Our clients produce about 12% of the milk in 30 states. Our data is compiled from operating results from our clients which are mostly from larger dairy farms in the Western U.S.

The operating results of two decades of the 80's and 90's have revealed an overall $.54 per hundred weight (C.W.T.) loss for the average farm. The average farm did, however, make an average operating profit of $1.21 during those two decades, not enough to meet all required principal debt payments, but generally enough to reduce some debt and get refinanced annually.

As the graph illustrates, the 2009-2012 and 2012 operating results, reveal the dairy farmers' "fiscal cliff". During the last four years the average dairy farmer has not reduced, but increased debt in order to pay operating expenses. There remains little or no equity with which to borrow against in the future. There has been very little capital improvement, equipment purchasing or modernization on the farm, and we have lost about 10,000 dairy farms during this period.

These trends must change and since there are new five year farm bill discussions beginning in Washington, you, as a producer, must demand meaningful change for your own sustainability. A new five year farm bill that can help recapture our cost increases through the existing government producer pay price system is essential! The proposed Dairy Security Act will only, at times, reduce up to ½ of losses in "financially catastrophic" times and at a ½ billion dollar cost to the government. This is all the help the dairy farmer is being offered in this five year farm bill proposal. We need a price increase, not a small loss reduction.
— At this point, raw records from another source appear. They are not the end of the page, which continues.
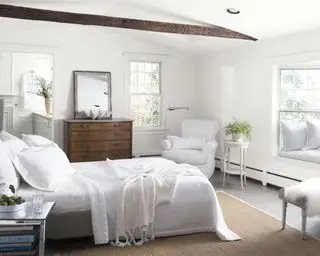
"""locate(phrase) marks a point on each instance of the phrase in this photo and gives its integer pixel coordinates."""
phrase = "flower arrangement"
(238, 129)
(6, 200)
(44, 87)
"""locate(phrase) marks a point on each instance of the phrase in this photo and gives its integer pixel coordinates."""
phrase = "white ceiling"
(258, 18)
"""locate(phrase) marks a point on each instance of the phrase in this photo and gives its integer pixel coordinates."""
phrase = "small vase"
(237, 137)
(47, 102)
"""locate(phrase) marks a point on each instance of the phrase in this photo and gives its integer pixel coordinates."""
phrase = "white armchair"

If there was a $.70 cent per gallon retail price increase to help recapture the increased farmer costs, the U.S.D.A. national average whole milk price per gallon would increase to $4.19, and certainly not the $7 - $8 per gallon reported in the national news media on December 31, 2012. Our solution can come from the marketplace, not the government.

Since I am a dairy producer as well, I not only live this nightmare with my dairy clients, I live it personally. During my 40 years of experience working for dairy farmers, I have seen dairy farmers chase lost revenue (not profit) in low milk price periods by producing more milk, and what is most disturbing, wait for others to be forced out of business, while thinking the surviving producers will prosper. From 600,000 dairy producers three decades ago, to about 50,000 producers today, how many will be here when the next five year farm bill is debated? And how well have these strategies worked for us?

Meaningful dairy reform involves:

1. The market, not the CME, pricing our milk through the existing government Federal Milk Market Order System, and
2. If you want a responsible price for milk, you have to produce only what milk that can be profitably sold from the producer perspective, and
3. Tighten up milk import restrictions where imports are free to enter this country now.
4. Milk export opportunities (reported at 13% of domestic production, should be netted against uncontrolled imports of about 6%) should not be used as the excuse for continuing uncontrolled domestic production that results in very low producer prices.

These four dairy reform issues are necessary Farm Bill provisions to protect the sustainability of our national dairy farms and protect a fresh, safe, and locally produced supply of milk, and to take the financial strain of this country's grain export, ethanol, and energy policies off the backs of our dairy cows.